AK Partide bir tek kişi kaybetme lüksümüz yok, aksine herkesi kazanmalı, her kesimi kucaklamalıyız ve kazanmalıyız diyor.
“AK Parti halka tepeden bakan siyasetçilerin yeri değildir.. Aksini düşünen varsa yanlış yerde olduğunu bilmelidir..”
“Kendi teşkilatına, teşkilat mensubuna vefa göstermeyen, şehrine, ülkesine ve milletine vefa göstermez”
“Öncelikle AK Parti’nin kuruluşundan beri bu davaya emek vermiş hasbi ve harbi şekilde koşturmuş her kardeşime müteşekkirim” diyor.
Yukardaki sözler Cumhurbaşkanımız ve AK Parti Genel Başkanı Sayın Recep Tayyip Erdoğan’ın söylediği sözler. Hepsi çok güzel, harika, mükemmel… kalbi ferahlatıyor.
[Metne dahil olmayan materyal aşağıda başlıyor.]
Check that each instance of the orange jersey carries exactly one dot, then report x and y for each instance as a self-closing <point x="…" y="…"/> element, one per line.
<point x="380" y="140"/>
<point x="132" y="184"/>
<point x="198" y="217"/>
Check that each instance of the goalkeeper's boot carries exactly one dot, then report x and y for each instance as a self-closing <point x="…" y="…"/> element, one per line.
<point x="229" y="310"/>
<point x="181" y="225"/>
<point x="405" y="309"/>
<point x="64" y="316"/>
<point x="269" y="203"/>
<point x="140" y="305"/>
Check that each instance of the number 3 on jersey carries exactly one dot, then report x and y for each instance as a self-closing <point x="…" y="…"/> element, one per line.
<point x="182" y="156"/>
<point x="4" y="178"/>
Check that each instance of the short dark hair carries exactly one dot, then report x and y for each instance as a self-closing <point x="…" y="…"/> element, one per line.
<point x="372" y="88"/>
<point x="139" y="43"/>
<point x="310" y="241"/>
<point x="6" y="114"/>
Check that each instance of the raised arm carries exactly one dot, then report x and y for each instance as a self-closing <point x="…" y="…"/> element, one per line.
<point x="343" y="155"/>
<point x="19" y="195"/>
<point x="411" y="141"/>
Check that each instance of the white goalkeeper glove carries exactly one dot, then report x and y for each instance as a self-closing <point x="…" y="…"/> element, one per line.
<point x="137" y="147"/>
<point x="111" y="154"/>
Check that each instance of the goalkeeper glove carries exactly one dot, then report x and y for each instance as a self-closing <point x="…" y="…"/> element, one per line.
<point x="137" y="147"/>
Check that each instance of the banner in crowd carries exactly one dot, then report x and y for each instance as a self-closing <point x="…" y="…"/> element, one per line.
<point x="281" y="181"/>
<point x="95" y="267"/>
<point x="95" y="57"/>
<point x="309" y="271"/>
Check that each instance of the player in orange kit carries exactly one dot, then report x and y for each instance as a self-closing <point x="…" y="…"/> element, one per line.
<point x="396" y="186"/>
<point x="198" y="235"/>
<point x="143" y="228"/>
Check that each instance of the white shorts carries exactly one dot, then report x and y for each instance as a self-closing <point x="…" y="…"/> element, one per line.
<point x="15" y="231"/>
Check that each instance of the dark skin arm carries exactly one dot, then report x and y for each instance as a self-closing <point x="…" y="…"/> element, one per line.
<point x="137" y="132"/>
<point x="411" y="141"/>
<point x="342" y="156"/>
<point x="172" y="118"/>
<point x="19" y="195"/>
Biraz endişem var ama söylenenlerin gerçekleşmesi büyük temennim. Çünkü bunlar çok ama çok önemli şeyler.
Erdoğan’ın yerel seçim öncesi uyarıları ve sözleri bir çok yerde Allah için Milletin mesajını aldık’‘ denmesine rağmen dikkate alınmadı ve kazaya bırakıldı. Şimdi bu söylenenler farz hükmündedir, derhal ve mutlaka yerine getirilmelidir.
Ben hakikaten Sayın Erdoğan’ı çok seviyorum. Ona saygısızlık haddime düşmez. Ama soruyorum
1-AK Parti’de halka tepeden bakan siyasetçiler var mı? Evet, hem de fazlası ile . Peki bunlar Erdoğan’a ve davasına ihanet edebilme gücünü nerden alıyor?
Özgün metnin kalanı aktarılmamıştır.